Partial Gradient Descent Guide

Partial Gradient Descent minimizes the computational expense of solving a particular problem by reducing the number of objective function evaluations at every epoch.

In every epoch, findi.partial_descent() uses discrete uniform distribution to sample which parameters are going to be differentiated. The number of parameters chosen is specified with parameters_used argument. Other parameters will be included in the update step with a value of \(0\), i.e. the algorithm won’t descent (or move) in that dimension. For example, if we have 5-dimensional parameter space and parameters_used=3, then the update step in some epoch might look like

\[\begin{split}v_{t+1} = v_{t} - \gamma \begin{bmatrix} \frac{0}{\Delta x_1} \\ \frac{\Delta f}{\Delta x_2} \\ \frac{\Delta f}{\Delta x_3} \\ \frac{0}{\Delta x_4} \\ \frac{\Delta f}{\Delta x_5} \\ \end{bmatrix},\end{split}\]

since only parameters \(x_2\), \(x_3\), and \(x_5\) were differentiated in that epoch.

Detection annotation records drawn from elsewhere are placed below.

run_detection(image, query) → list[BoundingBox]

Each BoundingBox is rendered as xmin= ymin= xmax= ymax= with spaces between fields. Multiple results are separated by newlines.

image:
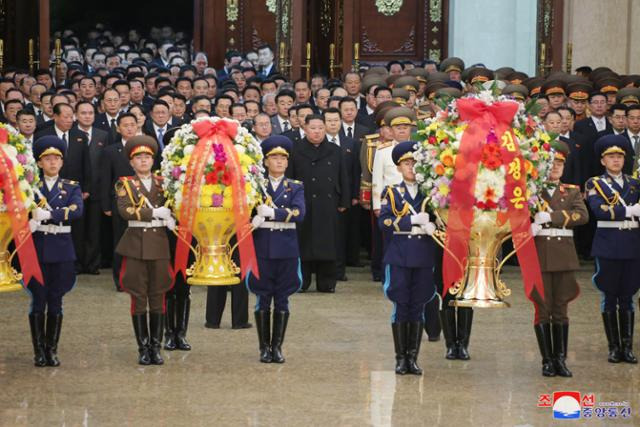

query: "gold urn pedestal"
xmin=0 ymin=212 xmax=22 ymax=292
xmin=187 ymin=208 xmax=240 ymax=286
xmin=438 ymin=210 xmax=513 ymax=308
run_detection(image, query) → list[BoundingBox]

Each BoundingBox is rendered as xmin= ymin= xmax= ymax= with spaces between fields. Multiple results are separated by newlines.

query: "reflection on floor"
xmin=0 ymin=267 xmax=640 ymax=426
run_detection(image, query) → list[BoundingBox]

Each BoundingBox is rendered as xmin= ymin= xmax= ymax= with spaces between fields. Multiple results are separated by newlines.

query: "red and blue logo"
xmin=553 ymin=391 xmax=581 ymax=420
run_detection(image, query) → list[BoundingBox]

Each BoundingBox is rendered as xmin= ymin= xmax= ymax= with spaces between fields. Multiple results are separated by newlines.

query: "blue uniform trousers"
xmin=27 ymin=261 xmax=76 ymax=314
xmin=592 ymin=257 xmax=640 ymax=312
xmin=384 ymin=265 xmax=436 ymax=323
xmin=245 ymin=257 xmax=302 ymax=312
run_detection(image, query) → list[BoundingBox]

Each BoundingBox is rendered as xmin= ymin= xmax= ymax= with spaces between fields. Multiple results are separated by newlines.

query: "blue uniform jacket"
xmin=253 ymin=178 xmax=305 ymax=259
xmin=378 ymin=182 xmax=434 ymax=268
xmin=33 ymin=178 xmax=83 ymax=263
xmin=585 ymin=173 xmax=640 ymax=259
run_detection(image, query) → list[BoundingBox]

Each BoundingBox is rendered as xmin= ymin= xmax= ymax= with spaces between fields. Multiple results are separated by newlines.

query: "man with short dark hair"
xmin=287 ymin=114 xmax=351 ymax=293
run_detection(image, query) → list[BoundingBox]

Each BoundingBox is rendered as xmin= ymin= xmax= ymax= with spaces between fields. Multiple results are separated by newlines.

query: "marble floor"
xmin=0 ymin=266 xmax=640 ymax=426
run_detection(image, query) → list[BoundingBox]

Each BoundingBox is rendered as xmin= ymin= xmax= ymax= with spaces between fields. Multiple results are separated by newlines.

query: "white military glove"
xmin=531 ymin=222 xmax=542 ymax=237
xmin=422 ymin=222 xmax=436 ymax=236
xmin=29 ymin=219 xmax=40 ymax=233
xmin=152 ymin=206 xmax=171 ymax=219
xmin=624 ymin=203 xmax=640 ymax=218
xmin=164 ymin=216 xmax=176 ymax=231
xmin=411 ymin=212 xmax=429 ymax=225
xmin=33 ymin=207 xmax=51 ymax=221
xmin=533 ymin=212 xmax=551 ymax=224
xmin=251 ymin=215 xmax=265 ymax=228
xmin=257 ymin=204 xmax=276 ymax=218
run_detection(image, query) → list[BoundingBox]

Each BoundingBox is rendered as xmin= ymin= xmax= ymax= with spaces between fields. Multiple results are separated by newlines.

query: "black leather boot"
xmin=164 ymin=291 xmax=176 ymax=351
xmin=440 ymin=307 xmax=458 ymax=360
xmin=602 ymin=311 xmax=622 ymax=363
xmin=391 ymin=322 xmax=409 ymax=375
xmin=254 ymin=310 xmax=273 ymax=363
xmin=458 ymin=307 xmax=473 ymax=360
xmin=29 ymin=313 xmax=47 ymax=368
xmin=618 ymin=310 xmax=638 ymax=363
xmin=424 ymin=295 xmax=442 ymax=342
xmin=271 ymin=311 xmax=289 ymax=363
xmin=176 ymin=293 xmax=191 ymax=351
xmin=551 ymin=323 xmax=573 ymax=377
xmin=44 ymin=313 xmax=62 ymax=366
xmin=533 ymin=323 xmax=556 ymax=377
xmin=407 ymin=322 xmax=424 ymax=375
xmin=131 ymin=313 xmax=151 ymax=365
xmin=149 ymin=313 xmax=164 ymax=365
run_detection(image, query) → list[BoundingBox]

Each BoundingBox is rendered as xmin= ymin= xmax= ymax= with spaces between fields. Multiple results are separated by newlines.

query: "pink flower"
xmin=211 ymin=194 xmax=222 ymax=208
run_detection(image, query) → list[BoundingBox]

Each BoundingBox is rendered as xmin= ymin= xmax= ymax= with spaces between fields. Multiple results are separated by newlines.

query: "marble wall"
xmin=449 ymin=0 xmax=537 ymax=74
xmin=563 ymin=0 xmax=640 ymax=74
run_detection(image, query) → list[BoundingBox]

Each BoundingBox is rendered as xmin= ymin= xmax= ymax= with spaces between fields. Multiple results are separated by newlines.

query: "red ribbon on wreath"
xmin=442 ymin=98 xmax=544 ymax=299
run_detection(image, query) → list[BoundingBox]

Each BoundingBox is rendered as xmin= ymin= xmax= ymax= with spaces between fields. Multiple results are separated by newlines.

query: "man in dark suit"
xmin=142 ymin=99 xmax=171 ymax=169
xmin=35 ymin=103 xmax=91 ymax=271
xmin=100 ymin=113 xmax=138 ymax=291
xmin=282 ymin=104 xmax=313 ymax=144
xmin=93 ymin=89 xmax=120 ymax=144
xmin=287 ymin=114 xmax=350 ymax=293
xmin=73 ymin=101 xmax=110 ymax=274
xmin=573 ymin=92 xmax=616 ymax=259
xmin=271 ymin=90 xmax=296 ymax=135
xmin=338 ymin=97 xmax=373 ymax=267
xmin=323 ymin=108 xmax=361 ymax=281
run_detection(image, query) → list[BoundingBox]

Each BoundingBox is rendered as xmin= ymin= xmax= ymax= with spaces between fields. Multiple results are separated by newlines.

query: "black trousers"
xmin=345 ymin=205 xmax=363 ymax=267
xmin=206 ymin=283 xmax=249 ymax=327
xmin=336 ymin=210 xmax=349 ymax=280
xmin=71 ymin=198 xmax=102 ymax=272
xmin=302 ymin=260 xmax=337 ymax=292
xmin=369 ymin=209 xmax=383 ymax=279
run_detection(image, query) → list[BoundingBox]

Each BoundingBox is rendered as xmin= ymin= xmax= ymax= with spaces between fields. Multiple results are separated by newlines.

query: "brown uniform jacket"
xmin=535 ymin=184 xmax=589 ymax=272
xmin=115 ymin=176 xmax=170 ymax=260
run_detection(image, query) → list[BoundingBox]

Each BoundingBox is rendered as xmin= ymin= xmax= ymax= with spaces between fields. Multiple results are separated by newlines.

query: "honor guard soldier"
xmin=585 ymin=134 xmax=640 ymax=363
xmin=379 ymin=141 xmax=436 ymax=375
xmin=27 ymin=136 xmax=83 ymax=366
xmin=245 ymin=135 xmax=305 ymax=363
xmin=532 ymin=141 xmax=589 ymax=377
xmin=360 ymin=101 xmax=398 ymax=282
xmin=115 ymin=135 xmax=175 ymax=365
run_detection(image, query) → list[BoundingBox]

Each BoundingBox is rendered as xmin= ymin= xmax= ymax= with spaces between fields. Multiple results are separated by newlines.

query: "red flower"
xmin=213 ymin=162 xmax=225 ymax=172
xmin=204 ymin=171 xmax=218 ymax=184
xmin=220 ymin=172 xmax=231 ymax=185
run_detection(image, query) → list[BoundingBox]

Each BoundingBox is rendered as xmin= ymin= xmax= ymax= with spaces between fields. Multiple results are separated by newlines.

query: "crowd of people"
xmin=5 ymin=26 xmax=640 ymax=376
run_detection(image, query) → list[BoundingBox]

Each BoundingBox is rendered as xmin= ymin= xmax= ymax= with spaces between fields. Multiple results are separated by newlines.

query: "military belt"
xmin=36 ymin=224 xmax=71 ymax=234
xmin=260 ymin=221 xmax=296 ymax=230
xmin=598 ymin=220 xmax=638 ymax=230
xmin=536 ymin=228 xmax=573 ymax=237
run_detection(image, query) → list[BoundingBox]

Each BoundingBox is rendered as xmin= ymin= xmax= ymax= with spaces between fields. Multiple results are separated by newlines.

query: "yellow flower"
xmin=180 ymin=154 xmax=191 ymax=166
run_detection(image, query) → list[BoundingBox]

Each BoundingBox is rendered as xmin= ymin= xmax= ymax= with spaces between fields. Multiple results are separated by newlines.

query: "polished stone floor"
xmin=0 ymin=267 xmax=640 ymax=426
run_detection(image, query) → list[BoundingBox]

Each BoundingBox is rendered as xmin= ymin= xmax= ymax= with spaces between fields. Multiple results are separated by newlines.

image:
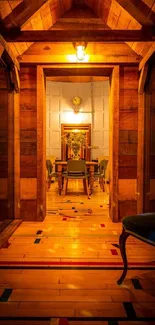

For other two parameters, \(\frac{f(x+0) - f(x)}{\Delta x_i}=\frac{0}{\Delta x_i}\).

While this reduces computation time, it increases the convergence error. This can be completely neutralized by using findi.partially_partial_descent(), which uses partial_descent() for the first partial_epochs and descent() for the remained of epochs. This method uses partial descent for rough parameter space exploration and more accurate complete FDGD for optimum search, thereby combining the computational benefits of partial gradient descent with the accuracy benefits of complete finite difference gradient descent.